We had eaten a lot of cutie oranges and granola bars since neither needed to be refrigerated in the heat. For lunch, some of us had a minute to try the nearby Salvadoreno Restaurant where we gorged ourselves on pupusas (thick tortillas stuffed with meat and cheese), maduros (fried plantains), and empanadas loaded with potatoes and beans.
Our waitress laughed at our attempted pronunciations and shook her head when we mistook a Salvadoran variety of smooth salsa for soup.
The End
By the end of the week, competitors from Alaska to Texas to Indiana had added each other to Instagram and Discord and all the other social media teenagers use.
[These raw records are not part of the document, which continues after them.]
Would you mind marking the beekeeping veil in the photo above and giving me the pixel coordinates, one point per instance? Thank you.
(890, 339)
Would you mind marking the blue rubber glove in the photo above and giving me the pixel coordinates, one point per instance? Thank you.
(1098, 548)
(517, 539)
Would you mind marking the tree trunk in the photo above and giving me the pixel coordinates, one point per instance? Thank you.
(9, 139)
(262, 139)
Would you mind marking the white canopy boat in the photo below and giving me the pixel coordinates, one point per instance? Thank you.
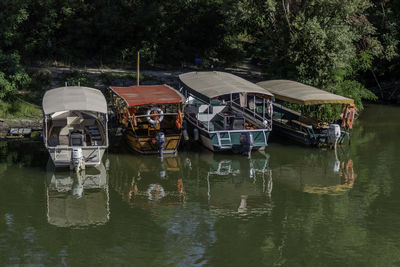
(75, 126)
(226, 112)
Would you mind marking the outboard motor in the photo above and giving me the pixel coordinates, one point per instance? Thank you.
(77, 159)
(160, 138)
(196, 134)
(333, 133)
(246, 143)
(77, 186)
(184, 131)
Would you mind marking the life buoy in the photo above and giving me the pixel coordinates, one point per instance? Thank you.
(154, 115)
(179, 120)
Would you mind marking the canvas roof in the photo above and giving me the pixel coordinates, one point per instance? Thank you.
(148, 95)
(210, 84)
(74, 98)
(299, 93)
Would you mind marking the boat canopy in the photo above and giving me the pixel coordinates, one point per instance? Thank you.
(73, 98)
(148, 95)
(302, 94)
(209, 84)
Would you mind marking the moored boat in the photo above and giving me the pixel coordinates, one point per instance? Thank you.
(302, 127)
(151, 115)
(75, 126)
(226, 112)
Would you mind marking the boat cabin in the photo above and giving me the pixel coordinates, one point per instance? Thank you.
(302, 127)
(226, 112)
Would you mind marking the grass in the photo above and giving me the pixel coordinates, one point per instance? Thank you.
(108, 78)
(19, 109)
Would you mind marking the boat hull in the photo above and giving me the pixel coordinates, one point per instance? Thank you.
(62, 156)
(317, 139)
(217, 140)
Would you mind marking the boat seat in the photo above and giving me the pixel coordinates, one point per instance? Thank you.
(210, 124)
(77, 139)
(238, 122)
(301, 124)
(63, 140)
(53, 141)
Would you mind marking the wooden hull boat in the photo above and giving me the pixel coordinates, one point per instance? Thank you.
(151, 116)
(303, 128)
(227, 113)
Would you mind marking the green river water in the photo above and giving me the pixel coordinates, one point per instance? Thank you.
(292, 206)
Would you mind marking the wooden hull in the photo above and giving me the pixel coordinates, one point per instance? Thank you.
(148, 144)
(304, 137)
(61, 156)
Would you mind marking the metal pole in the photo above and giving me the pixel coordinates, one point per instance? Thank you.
(138, 70)
(208, 118)
(255, 106)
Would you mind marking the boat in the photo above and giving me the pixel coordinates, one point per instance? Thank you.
(77, 199)
(304, 128)
(75, 126)
(151, 116)
(227, 113)
(316, 172)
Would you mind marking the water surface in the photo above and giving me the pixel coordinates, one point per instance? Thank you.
(290, 206)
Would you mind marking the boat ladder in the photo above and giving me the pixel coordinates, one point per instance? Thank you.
(224, 142)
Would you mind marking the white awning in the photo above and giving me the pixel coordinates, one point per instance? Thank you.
(210, 84)
(74, 98)
(302, 94)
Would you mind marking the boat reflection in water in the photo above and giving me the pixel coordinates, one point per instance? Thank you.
(318, 172)
(236, 185)
(78, 199)
(144, 181)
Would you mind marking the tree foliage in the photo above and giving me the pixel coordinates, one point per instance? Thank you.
(331, 44)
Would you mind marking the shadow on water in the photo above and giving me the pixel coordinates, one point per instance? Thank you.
(287, 207)
(77, 199)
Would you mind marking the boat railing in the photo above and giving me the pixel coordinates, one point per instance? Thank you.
(265, 121)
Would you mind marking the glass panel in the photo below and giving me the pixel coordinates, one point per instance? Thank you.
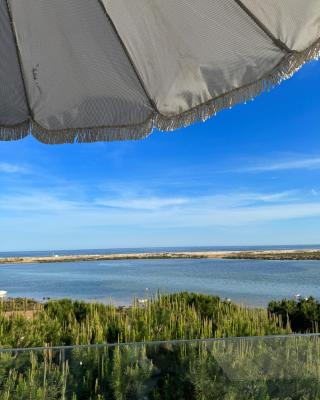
(286, 367)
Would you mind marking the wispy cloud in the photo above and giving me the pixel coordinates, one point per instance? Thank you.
(296, 164)
(9, 168)
(148, 203)
(157, 211)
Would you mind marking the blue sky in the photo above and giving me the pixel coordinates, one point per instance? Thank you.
(249, 176)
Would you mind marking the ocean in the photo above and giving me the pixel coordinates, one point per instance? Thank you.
(249, 282)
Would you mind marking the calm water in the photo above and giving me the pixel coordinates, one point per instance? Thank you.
(251, 282)
(152, 250)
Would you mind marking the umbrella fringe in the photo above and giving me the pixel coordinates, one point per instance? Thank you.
(15, 132)
(290, 64)
(88, 135)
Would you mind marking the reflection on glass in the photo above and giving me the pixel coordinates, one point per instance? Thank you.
(286, 367)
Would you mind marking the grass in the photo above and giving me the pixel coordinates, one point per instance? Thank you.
(179, 316)
(231, 370)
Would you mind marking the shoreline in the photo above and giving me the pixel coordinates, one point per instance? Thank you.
(308, 254)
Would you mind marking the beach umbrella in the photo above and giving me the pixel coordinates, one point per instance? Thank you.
(90, 70)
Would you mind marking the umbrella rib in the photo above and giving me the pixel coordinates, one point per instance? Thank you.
(135, 69)
(19, 60)
(262, 26)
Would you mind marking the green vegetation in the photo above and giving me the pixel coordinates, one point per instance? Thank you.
(302, 315)
(240, 369)
(178, 316)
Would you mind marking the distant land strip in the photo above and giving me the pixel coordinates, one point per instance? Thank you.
(238, 255)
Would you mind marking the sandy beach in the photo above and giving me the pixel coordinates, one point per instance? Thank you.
(308, 254)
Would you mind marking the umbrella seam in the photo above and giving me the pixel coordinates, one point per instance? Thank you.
(126, 51)
(19, 60)
(263, 27)
(288, 65)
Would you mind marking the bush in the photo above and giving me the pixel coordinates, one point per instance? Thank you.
(303, 315)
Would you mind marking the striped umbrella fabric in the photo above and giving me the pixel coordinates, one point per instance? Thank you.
(102, 70)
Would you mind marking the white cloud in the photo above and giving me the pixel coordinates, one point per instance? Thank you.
(147, 203)
(306, 163)
(8, 168)
(39, 210)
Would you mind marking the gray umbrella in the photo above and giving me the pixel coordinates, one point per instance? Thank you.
(90, 70)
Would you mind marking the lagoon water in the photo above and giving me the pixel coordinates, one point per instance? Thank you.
(250, 282)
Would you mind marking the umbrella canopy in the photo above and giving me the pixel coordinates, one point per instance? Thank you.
(84, 71)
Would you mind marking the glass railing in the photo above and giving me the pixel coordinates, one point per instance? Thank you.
(278, 367)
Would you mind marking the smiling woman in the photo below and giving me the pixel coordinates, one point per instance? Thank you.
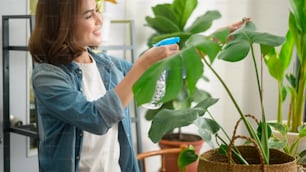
(99, 2)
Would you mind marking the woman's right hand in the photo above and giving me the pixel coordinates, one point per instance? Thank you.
(156, 54)
(151, 56)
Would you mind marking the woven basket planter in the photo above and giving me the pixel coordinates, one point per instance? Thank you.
(279, 162)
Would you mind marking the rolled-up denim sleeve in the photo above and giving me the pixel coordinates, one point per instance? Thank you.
(57, 98)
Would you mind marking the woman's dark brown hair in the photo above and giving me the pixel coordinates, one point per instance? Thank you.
(52, 40)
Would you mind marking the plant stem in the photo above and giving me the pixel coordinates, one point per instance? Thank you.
(235, 151)
(246, 122)
(298, 112)
(280, 102)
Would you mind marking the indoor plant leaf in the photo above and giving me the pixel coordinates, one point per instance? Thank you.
(204, 22)
(167, 119)
(205, 44)
(165, 10)
(235, 50)
(183, 9)
(186, 157)
(162, 24)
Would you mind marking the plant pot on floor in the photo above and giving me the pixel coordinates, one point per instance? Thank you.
(173, 140)
(279, 161)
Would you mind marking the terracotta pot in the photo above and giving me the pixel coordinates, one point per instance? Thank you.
(171, 160)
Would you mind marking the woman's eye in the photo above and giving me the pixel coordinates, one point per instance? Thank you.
(88, 17)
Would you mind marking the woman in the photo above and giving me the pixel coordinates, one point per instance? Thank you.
(82, 97)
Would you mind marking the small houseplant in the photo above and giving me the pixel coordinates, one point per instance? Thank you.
(192, 59)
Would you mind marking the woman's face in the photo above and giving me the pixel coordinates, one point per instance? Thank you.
(88, 29)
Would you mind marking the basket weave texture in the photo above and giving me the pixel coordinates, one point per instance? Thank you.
(279, 162)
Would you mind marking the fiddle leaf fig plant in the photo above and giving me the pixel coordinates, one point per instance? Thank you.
(199, 49)
(170, 20)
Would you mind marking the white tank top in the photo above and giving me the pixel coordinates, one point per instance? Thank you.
(100, 153)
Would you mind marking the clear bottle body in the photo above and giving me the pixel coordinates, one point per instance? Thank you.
(159, 93)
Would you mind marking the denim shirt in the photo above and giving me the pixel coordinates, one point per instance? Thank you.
(64, 113)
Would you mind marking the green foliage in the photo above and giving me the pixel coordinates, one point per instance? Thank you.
(170, 20)
(198, 52)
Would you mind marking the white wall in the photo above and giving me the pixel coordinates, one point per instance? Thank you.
(268, 15)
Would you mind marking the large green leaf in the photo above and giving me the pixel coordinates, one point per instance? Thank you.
(183, 9)
(278, 64)
(266, 39)
(204, 22)
(162, 24)
(193, 68)
(205, 45)
(183, 37)
(167, 119)
(186, 157)
(235, 50)
(166, 11)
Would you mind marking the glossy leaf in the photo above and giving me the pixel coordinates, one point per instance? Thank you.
(205, 45)
(187, 59)
(167, 119)
(165, 10)
(183, 9)
(162, 24)
(235, 50)
(186, 157)
(204, 22)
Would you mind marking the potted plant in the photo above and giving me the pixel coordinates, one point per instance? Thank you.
(170, 20)
(201, 51)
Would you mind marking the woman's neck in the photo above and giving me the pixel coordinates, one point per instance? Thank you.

They had taken and posted dozens of pictures and made dozens of promises to look one another up.
Perhaps some of them will find each other in college or hire each other for a job from LinkedIn someday. But no matter who won and who lost, all of them knew they had survived a great feat. Every contestant felt honored and appreciated, even those in very last place.
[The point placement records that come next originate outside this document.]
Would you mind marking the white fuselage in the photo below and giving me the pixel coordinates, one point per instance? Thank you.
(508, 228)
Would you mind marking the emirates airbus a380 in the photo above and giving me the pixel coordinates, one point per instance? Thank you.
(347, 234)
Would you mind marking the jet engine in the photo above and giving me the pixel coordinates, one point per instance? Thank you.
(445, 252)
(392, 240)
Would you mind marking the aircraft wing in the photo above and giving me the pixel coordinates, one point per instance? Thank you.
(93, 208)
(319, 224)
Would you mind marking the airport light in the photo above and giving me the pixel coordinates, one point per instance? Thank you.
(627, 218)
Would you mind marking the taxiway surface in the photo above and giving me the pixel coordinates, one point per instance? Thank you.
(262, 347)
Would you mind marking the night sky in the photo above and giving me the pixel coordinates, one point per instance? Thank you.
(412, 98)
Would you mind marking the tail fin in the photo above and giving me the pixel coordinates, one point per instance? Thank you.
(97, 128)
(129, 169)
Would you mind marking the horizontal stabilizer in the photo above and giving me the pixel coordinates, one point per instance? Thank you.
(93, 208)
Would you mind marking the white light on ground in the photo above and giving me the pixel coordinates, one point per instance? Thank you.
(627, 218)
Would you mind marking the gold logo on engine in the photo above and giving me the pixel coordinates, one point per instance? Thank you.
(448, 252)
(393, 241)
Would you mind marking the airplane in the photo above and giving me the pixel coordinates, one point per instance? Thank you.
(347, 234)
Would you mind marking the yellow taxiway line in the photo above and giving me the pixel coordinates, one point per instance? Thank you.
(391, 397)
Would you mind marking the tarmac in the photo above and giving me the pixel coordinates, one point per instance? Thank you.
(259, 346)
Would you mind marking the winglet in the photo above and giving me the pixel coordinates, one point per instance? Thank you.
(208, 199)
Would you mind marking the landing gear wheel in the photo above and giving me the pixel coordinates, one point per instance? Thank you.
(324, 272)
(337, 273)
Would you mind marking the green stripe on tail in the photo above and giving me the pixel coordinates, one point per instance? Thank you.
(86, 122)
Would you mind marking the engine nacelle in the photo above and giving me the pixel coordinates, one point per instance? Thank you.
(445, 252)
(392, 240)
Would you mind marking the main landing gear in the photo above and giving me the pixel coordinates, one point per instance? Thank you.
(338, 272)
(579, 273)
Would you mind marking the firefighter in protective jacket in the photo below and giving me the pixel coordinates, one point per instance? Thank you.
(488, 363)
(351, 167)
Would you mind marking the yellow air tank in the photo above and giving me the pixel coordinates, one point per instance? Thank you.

The Warsaw High School Speech and Debate Team did not make it to the final rounds of the event. The last standing on Thursday was Var Bobba. On Friday they celebrated by climbing a mountain north of Phoenix.
Considering the hundreds of competitors (thousands for some if you counted their state competitors), that they had to win against to get to that mountain in Phoenix, they should all be extraordinarily proud, as should YOU.